Le 2 octobre 2025, à Sotchi, lors du forum Valdaï, Vladimir Poutine a livré un discours offensif qui a résonné bien au-delà de l’Europe. Alors que les tensions restent vives autour de la guerre en Ukraine et des sanctions occidentales, le président russe a mêlé menaces militaires, critiques économiques et plaidoyer géopolitique pour un « monde multipolaire ».

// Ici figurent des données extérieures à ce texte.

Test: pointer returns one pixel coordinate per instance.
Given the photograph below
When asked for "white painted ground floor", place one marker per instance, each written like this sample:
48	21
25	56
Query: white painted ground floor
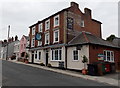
70	57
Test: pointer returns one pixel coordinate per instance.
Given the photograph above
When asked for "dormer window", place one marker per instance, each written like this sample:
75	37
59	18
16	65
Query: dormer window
40	27
56	21
47	24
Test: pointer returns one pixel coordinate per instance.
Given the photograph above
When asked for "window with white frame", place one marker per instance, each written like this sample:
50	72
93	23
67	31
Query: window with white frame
82	23
108	55
47	24
39	43
56	36
47	38
33	42
56	54
33	30
56	21
75	55
35	54
40	27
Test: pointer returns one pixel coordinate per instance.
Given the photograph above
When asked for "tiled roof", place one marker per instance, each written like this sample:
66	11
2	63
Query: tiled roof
88	38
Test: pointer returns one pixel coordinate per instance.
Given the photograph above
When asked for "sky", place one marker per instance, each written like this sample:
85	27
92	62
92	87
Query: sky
20	14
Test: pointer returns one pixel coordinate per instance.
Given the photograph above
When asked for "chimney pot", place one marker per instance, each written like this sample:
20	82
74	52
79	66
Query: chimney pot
74	4
87	12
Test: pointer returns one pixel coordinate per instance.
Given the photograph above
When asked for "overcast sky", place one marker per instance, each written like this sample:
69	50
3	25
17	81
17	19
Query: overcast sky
20	14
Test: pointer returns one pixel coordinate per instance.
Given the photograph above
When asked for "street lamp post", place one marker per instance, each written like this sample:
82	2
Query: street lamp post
8	42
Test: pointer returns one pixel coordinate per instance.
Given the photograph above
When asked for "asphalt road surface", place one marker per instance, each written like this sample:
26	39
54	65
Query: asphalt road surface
21	75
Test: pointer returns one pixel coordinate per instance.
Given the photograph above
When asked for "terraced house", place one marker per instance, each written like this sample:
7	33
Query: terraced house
64	37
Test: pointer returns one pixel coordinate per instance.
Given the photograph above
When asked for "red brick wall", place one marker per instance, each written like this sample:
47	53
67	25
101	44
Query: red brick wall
93	53
51	30
90	25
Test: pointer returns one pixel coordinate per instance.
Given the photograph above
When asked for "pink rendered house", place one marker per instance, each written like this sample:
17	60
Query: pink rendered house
24	43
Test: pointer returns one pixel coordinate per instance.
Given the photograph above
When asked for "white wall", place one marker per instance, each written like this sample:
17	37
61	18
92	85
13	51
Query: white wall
56	63
37	60
78	65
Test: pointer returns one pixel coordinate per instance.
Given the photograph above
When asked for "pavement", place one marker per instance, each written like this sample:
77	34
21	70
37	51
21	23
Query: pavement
111	79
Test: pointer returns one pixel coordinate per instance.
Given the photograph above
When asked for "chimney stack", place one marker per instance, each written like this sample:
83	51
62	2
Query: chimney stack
88	12
74	4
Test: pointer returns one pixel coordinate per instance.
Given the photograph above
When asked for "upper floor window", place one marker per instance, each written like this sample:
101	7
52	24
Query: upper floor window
75	55
70	23
40	27
33	42
39	43
47	38
33	30
82	23
56	21
108	55
39	55
47	24
56	36
56	54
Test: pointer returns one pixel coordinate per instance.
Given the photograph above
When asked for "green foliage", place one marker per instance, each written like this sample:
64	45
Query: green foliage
110	38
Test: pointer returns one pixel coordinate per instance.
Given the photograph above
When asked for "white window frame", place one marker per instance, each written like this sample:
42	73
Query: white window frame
53	55
40	27
33	30
33	42
54	36
48	24
57	16
48	38
73	55
111	58
39	43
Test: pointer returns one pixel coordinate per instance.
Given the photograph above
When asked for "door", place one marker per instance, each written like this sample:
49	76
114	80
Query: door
47	55
32	57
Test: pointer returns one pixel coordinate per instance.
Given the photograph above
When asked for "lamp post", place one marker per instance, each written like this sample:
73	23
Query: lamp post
8	42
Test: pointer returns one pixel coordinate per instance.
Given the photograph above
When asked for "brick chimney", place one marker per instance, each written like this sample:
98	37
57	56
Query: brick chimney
74	4
88	12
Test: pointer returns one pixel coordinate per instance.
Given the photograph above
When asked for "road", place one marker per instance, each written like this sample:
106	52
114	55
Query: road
14	74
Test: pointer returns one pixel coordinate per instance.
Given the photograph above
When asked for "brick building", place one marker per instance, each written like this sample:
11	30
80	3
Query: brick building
51	38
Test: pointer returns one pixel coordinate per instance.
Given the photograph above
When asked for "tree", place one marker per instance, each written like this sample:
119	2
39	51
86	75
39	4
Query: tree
110	38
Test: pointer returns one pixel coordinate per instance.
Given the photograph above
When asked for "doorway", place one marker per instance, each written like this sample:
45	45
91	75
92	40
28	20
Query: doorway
47	56
32	57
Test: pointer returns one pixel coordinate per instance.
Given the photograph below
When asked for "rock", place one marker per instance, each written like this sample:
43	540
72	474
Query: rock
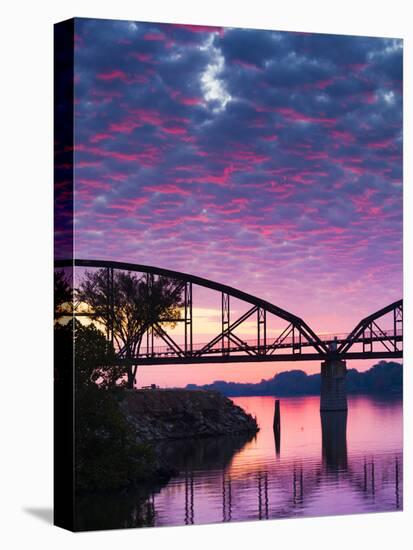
179	413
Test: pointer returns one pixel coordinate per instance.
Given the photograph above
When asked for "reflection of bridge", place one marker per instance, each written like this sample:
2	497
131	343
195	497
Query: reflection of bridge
285	489
280	335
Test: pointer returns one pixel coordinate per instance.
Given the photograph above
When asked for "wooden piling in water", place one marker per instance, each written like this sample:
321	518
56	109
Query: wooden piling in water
277	427
277	420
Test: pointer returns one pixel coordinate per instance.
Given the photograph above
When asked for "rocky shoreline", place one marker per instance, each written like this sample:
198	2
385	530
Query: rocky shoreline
162	414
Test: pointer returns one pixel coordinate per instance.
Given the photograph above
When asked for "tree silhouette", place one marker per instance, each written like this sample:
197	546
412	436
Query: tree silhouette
63	294
135	304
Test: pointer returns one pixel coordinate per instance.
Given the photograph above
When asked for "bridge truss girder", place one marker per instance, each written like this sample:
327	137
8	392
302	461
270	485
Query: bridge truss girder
227	346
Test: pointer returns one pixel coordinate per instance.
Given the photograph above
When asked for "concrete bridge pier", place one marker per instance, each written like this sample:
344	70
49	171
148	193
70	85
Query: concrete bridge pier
333	385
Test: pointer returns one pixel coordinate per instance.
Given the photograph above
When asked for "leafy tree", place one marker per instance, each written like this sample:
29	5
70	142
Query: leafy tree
63	293
138	303
106	453
93	356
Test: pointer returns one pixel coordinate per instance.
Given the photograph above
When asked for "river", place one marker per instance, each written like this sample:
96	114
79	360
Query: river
328	465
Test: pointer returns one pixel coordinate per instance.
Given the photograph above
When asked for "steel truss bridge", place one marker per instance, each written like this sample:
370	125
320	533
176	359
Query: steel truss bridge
377	336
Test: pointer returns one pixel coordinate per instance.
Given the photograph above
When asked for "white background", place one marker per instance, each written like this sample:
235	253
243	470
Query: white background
26	267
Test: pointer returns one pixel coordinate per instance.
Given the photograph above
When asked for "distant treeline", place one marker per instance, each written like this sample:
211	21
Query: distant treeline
385	377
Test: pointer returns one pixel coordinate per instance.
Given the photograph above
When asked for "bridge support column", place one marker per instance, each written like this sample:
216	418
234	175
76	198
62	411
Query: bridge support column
333	385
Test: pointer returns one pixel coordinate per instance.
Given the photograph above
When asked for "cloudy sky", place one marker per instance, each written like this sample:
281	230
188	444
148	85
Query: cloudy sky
270	161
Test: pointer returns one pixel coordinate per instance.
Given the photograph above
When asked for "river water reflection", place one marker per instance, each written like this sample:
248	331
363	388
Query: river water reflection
322	465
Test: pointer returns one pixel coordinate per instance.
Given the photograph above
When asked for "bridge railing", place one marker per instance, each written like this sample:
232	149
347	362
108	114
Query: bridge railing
255	345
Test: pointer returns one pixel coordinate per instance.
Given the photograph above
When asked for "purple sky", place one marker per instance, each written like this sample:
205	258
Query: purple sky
270	161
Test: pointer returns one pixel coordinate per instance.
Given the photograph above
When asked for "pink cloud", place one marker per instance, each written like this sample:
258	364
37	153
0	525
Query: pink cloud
113	75
129	205
292	114
153	36
99	137
168	189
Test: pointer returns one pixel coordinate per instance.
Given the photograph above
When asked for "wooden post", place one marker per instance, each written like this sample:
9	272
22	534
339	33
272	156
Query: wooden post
277	426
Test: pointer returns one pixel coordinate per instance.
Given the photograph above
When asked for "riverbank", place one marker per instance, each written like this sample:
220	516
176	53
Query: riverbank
122	435
162	414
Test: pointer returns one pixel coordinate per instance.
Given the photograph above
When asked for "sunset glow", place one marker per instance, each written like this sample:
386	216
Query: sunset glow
268	161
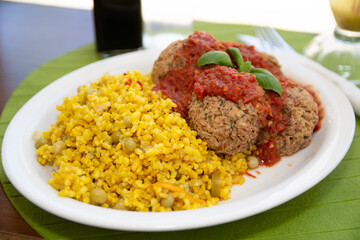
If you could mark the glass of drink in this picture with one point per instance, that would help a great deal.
(118, 26)
(340, 51)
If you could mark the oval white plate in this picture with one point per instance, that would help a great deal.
(274, 186)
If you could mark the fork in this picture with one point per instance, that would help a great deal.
(272, 42)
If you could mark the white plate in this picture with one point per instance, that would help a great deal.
(274, 186)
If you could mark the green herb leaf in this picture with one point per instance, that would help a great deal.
(215, 57)
(237, 56)
(245, 67)
(266, 80)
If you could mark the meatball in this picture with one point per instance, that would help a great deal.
(302, 112)
(168, 59)
(227, 127)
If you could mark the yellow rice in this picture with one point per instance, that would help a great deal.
(167, 150)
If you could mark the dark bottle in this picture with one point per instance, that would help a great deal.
(118, 25)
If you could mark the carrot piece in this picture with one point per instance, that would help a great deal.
(175, 188)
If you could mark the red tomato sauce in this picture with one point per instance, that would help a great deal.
(180, 84)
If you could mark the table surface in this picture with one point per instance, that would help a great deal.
(54, 31)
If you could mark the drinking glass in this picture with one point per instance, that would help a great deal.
(340, 51)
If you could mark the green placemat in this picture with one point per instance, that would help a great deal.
(330, 210)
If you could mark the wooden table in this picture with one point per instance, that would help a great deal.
(31, 35)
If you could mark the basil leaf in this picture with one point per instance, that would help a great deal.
(245, 67)
(215, 57)
(266, 80)
(237, 56)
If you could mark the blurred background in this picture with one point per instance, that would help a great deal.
(312, 16)
(32, 31)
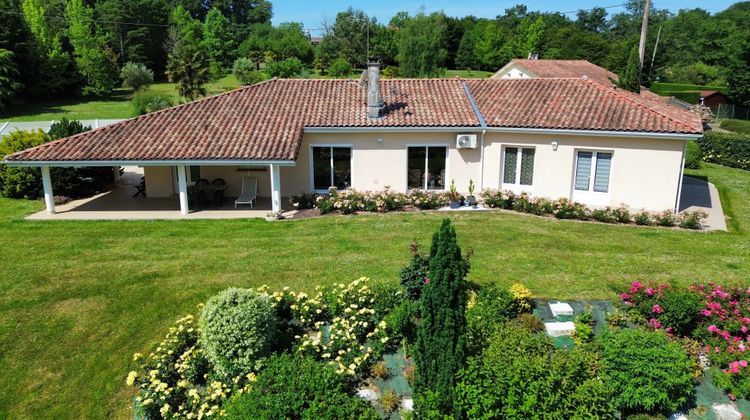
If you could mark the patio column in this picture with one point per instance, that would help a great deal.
(182, 187)
(49, 198)
(116, 173)
(275, 189)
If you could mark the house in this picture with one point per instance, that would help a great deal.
(549, 69)
(712, 99)
(565, 137)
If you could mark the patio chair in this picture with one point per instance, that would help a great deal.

Face à l’Europe, il a promis une réponse « forte et décisive » à toute provocation, dénonçant la « militarisation croissante » du continent et accusant les alliés de Kiev de nourrir une « escalade permanente » du conflit. Il a réaffirmé que la Russie n’avait « jamais initié » de guerre, mais que sa sécurité et sa souveraineté ne seraient jamais compromises. Ces déclarations interviennent dans un contexte explosif, quelques jours seulement après l’interception spectaculaire par la France du pétrolier Boracay – un navire de la « flotte fantôme » russe, chargé de 750 000 barils de brut, saisi en Atlantique Nord et escorté vers Saint-Nazaire.

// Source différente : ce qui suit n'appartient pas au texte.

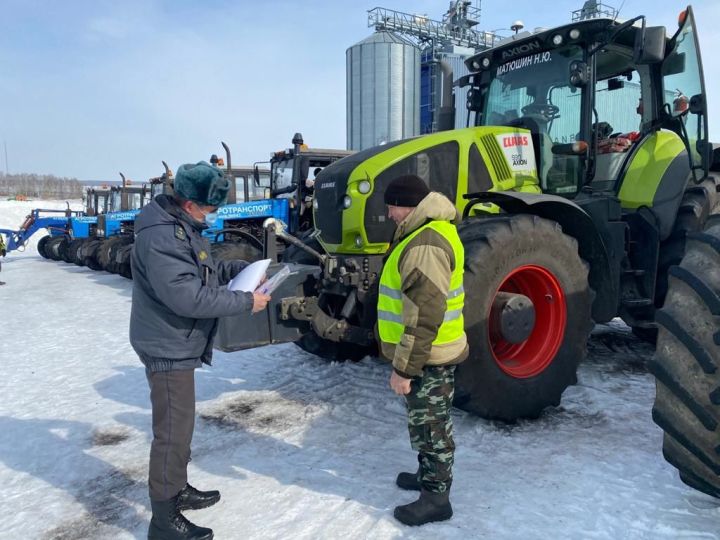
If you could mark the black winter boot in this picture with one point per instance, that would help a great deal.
(194, 499)
(428, 508)
(168, 523)
(409, 481)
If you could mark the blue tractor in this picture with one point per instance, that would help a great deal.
(114, 228)
(56, 222)
(83, 228)
(283, 192)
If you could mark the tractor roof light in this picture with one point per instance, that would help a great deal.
(364, 187)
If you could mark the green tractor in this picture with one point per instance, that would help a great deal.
(585, 191)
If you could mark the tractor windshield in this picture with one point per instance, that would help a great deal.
(534, 92)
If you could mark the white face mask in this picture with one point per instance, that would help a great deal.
(211, 218)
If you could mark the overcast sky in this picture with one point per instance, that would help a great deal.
(91, 88)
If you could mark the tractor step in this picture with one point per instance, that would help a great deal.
(637, 302)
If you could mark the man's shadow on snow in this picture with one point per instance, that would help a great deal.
(244, 431)
(54, 452)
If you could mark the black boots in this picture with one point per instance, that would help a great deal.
(168, 523)
(409, 481)
(193, 499)
(428, 508)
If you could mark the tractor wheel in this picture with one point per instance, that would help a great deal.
(311, 342)
(107, 251)
(232, 251)
(90, 250)
(123, 261)
(697, 204)
(52, 248)
(72, 249)
(686, 364)
(42, 244)
(518, 366)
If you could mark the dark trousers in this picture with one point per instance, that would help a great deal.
(430, 426)
(172, 394)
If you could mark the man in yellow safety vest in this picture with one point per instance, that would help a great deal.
(421, 331)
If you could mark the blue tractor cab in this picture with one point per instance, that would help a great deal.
(84, 227)
(282, 191)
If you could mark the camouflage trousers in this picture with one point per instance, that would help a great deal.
(430, 426)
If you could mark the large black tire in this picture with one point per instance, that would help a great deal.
(42, 244)
(231, 251)
(71, 250)
(55, 247)
(108, 250)
(698, 203)
(532, 256)
(90, 251)
(122, 259)
(311, 342)
(686, 364)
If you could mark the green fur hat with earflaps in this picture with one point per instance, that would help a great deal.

Cette saisie, une première pour l’OTAN, a provoqué un tollé mondial : Moscou a placé sa flotte baltique en alerte, l’Inde – acheteur du pétrole saisi – a convoqué l’ambassadeur de France, et le commerce maritime international redoute désormais une spirale d’interceptions réciproques. Paris, qui justifie l’opération par les sanctions européennes et une volonté d’empêcher une « guerre hybride » russe, apparaît isolé dans sa démarche, tandis que Poutine dénonce une stratégie « égoïste » de l’Occident.
Mais le maître du Kremlin a également déplacé le débat sur le terrain économique mondial, en attaquant directement Washington. Il a qualifié d’« échec » la décision de Donald Trump d’imposer des droits de douane supplémentaires de 25 % sur le pétrole russe acheté par l’Inde, portant ainsi à 50 % la taxation totale. Poutine a salué New Delhi comme « un pays qui se respecte » : « Le peuple indien ne tolérera jamais le manque de considération, et je connais le Premier ministre Modi : il ne cédera pas. »

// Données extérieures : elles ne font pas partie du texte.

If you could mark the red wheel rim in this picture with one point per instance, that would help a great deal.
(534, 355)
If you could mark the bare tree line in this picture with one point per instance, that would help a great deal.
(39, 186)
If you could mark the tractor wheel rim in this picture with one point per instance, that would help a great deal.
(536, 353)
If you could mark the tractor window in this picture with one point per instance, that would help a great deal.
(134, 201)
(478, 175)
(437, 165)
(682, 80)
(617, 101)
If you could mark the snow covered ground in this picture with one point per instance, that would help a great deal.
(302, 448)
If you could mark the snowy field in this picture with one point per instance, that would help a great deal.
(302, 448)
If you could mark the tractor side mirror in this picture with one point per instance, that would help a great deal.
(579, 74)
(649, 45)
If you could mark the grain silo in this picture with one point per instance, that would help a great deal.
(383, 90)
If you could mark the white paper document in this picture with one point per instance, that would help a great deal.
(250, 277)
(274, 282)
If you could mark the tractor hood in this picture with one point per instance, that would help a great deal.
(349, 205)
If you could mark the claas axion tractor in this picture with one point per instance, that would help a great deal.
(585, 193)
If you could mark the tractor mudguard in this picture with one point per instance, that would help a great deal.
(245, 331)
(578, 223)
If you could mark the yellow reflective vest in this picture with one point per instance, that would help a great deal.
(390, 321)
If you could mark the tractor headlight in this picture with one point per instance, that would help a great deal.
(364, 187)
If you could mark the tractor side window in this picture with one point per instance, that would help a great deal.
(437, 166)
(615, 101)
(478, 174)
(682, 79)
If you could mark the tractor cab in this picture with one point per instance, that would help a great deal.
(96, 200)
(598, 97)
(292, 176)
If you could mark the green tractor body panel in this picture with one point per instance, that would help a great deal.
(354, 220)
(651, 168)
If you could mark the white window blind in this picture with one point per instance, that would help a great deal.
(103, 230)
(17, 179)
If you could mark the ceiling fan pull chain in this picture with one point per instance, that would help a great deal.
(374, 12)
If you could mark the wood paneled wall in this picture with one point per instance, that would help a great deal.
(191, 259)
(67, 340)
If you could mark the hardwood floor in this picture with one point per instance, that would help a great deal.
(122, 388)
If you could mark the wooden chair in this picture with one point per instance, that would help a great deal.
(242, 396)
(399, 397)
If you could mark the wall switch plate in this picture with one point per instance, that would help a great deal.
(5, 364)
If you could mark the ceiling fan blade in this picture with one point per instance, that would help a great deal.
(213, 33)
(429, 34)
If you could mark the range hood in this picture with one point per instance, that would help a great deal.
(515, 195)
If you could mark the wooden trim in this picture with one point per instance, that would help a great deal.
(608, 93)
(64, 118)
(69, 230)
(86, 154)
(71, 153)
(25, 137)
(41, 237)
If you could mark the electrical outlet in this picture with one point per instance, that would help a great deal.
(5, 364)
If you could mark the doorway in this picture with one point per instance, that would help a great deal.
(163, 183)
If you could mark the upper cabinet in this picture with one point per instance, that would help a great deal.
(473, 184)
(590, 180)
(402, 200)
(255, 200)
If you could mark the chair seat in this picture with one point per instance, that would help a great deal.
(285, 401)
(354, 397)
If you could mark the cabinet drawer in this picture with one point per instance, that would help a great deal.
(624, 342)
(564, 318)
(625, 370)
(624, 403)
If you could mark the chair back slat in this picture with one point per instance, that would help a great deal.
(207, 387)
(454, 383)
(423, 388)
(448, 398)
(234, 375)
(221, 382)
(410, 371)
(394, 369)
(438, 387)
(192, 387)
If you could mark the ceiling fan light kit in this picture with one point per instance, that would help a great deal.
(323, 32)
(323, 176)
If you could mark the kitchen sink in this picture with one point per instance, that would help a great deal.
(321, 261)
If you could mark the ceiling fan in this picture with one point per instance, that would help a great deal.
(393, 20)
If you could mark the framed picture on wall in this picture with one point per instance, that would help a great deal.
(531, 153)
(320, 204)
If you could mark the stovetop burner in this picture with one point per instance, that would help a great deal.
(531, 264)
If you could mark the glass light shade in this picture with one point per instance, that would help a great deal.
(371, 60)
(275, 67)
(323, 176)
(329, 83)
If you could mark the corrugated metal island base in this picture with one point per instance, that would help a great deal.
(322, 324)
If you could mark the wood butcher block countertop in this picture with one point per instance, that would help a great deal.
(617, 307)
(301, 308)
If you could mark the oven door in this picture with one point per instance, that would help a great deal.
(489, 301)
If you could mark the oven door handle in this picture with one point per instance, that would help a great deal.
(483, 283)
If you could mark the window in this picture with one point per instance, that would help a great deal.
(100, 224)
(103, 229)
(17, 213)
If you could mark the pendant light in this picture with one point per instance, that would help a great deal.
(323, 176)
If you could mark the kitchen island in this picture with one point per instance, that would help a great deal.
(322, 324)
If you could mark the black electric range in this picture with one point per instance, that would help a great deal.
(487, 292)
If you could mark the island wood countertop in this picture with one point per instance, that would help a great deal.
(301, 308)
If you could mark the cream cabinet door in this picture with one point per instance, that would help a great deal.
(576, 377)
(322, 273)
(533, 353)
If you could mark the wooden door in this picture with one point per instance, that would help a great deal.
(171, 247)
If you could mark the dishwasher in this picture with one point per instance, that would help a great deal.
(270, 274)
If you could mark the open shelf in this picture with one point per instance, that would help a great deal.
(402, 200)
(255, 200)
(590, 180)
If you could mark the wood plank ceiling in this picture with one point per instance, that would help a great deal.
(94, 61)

Ce message illustre une stratégie claire : opposer au bloc occidental un axe de résistances constitué par des puissances émergentes comme l’Inde et la Chine, qui continuent de commercer massivement avec Moscou malgré les sanctions. Pour Poutine, ces partenaires sont les piliers d’un nouvel ordre mondial post-occidental, capable de contourner à la fois les pressions militaires en Europe et les barrières économiques américaines.
Entre menaces contre l’Europe, ripostes aux droits de douane américains et soutien affiché à l’Inde, le discours de Sotchi révèle la double ambition du Kremlin : maintenir la pression militaire sur l’OTAN tout en se présentant comme le protecteur des équilibres énergétiques mondiaux. Mais cette stratégie, qui s’appuie à la fois sur la « flotte fantôme » et sur des alliances asiatiques, risque d’accentuer la fracture entre l’Occident et le reste du monde, plongeant la scène internationale dans une escalade aux dimensions multiples.